By the time you’ve wrestled a six-year-old into a puffy coat in a family shelter bathroom, your standards for what counts as “having it together” become remarkably flexible. That January morning, my daughter Laya sat on a metal folding chair, holding up two socks like they were courtroom evidence—one pink with a fading unicorn, the other an ambiguous gray that had seen better days. “Mom,” she whispered, “it’s okay.
They don’t have to match.”
I stared at those socks like they were a test I was failing.
Somewhere in a parallel universe, another version of me was probably debating organic snacks and screen time limits. This version was calculating whether mismatched socks would make my daughter stand out in the wrong way at school, where she already wore the invisible label of “the girl from the shelter.”
“It’s a bold fashion statement,” I managed, my voice thin and scraped out.
“Very ‘I do what I want.’”
Her gap-toothed smile bloomed, transforming the dingy bathroom for just a heartbeat. “I do what I want,” she repeated with such conviction that I almost believed we had choices.
We stepped into the corridor where St.
Brigid Family Shelter announced itself in layers of smell: stale coffee and disinfectant, baby powder and sweat, something frying somewhere, someone crying two doors down. The morning cold hit us hard when I pushed open the heavy front door, the kind of winter morning that felt like the world had been scrubbed raw. Above us, the faded sign read ST.
BRIGID FAMILY SHELTER.
The word that always caught in my chest wasn’t “shelter”—it was “family,” as if we weren’t people anymore, but a category. I tugged Laya’s coat zipper to her chin and tried not to look like I was unraveling from the inside.
“Bus in five minutes,” I said with forced cheer. “We made it.”

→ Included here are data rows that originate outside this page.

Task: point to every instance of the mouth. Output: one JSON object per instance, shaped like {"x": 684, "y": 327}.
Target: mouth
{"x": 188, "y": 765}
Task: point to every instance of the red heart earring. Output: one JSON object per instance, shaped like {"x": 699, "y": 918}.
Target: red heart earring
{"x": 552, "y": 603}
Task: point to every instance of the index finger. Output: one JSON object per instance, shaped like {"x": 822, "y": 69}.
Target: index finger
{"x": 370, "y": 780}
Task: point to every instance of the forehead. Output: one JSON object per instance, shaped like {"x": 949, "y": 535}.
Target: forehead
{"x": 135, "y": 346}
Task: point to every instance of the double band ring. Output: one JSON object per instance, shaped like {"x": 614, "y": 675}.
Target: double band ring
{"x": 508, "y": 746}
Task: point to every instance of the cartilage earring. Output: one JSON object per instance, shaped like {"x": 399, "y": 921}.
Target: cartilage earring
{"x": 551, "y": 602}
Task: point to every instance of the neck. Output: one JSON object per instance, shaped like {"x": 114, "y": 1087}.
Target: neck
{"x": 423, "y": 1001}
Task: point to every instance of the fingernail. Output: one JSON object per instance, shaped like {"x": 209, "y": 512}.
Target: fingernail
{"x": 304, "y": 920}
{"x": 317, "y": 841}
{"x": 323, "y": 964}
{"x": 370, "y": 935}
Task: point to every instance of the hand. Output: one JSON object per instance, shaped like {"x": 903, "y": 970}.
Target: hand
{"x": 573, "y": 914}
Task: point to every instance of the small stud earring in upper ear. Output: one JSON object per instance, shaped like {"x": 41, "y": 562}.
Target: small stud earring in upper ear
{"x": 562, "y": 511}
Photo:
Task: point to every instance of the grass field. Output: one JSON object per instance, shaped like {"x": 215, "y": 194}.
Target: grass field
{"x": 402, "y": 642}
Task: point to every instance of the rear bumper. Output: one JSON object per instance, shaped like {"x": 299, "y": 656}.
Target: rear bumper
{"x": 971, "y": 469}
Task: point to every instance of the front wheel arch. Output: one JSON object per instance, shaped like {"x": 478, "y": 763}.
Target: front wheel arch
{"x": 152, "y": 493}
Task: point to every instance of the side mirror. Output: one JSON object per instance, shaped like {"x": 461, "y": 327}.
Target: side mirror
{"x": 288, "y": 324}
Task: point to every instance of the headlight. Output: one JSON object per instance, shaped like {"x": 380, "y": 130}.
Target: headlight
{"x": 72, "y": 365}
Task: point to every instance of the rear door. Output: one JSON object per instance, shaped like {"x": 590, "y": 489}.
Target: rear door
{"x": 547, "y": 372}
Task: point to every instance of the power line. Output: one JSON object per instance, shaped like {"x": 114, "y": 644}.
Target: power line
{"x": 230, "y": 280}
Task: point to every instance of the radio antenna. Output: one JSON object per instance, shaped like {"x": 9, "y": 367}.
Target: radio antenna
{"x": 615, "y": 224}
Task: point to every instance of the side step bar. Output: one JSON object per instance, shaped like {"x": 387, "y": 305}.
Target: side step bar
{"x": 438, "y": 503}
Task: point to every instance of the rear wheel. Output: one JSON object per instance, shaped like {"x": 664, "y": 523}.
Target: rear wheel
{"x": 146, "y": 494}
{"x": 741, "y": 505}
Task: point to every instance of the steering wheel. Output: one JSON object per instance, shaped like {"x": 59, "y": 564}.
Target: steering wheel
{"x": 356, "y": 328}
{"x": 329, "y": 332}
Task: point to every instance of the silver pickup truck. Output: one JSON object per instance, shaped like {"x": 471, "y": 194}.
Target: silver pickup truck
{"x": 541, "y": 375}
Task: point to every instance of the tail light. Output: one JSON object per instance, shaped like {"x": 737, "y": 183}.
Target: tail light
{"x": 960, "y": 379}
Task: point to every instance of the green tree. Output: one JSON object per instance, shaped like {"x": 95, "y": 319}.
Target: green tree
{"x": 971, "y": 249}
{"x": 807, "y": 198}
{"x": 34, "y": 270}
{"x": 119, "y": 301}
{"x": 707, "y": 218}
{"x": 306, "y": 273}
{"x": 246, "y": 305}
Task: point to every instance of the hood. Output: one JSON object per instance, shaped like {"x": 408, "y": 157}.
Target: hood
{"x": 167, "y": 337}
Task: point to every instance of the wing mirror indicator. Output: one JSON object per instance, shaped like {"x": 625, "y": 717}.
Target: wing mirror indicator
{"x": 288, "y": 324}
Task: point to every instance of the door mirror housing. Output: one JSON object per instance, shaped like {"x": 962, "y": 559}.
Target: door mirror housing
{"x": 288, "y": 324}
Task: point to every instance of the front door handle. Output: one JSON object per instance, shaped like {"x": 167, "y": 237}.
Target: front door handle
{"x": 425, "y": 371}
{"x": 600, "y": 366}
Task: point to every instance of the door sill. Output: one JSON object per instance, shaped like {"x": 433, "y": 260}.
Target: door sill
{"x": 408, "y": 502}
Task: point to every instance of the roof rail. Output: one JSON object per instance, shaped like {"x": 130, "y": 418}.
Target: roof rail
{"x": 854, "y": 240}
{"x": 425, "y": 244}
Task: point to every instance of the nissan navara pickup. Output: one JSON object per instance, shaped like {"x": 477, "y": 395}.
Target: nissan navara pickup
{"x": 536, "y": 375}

She nodded with that quiet courage impossible to describe without sounding dramatic.
Laya watches adults like she’s taking notes, never arguing when things are clearly fragile.
“Mom?” Her voice was so soft I almost pretended I didn’t hear. “Do I still have to say my address if Mrs. Cole asks?”
My stomach clenched.
The school forms still listed my parents’ apartment.
The word “address” had become a trick question. “I don’t think she’ll ask today,” I said—a coward’s answer.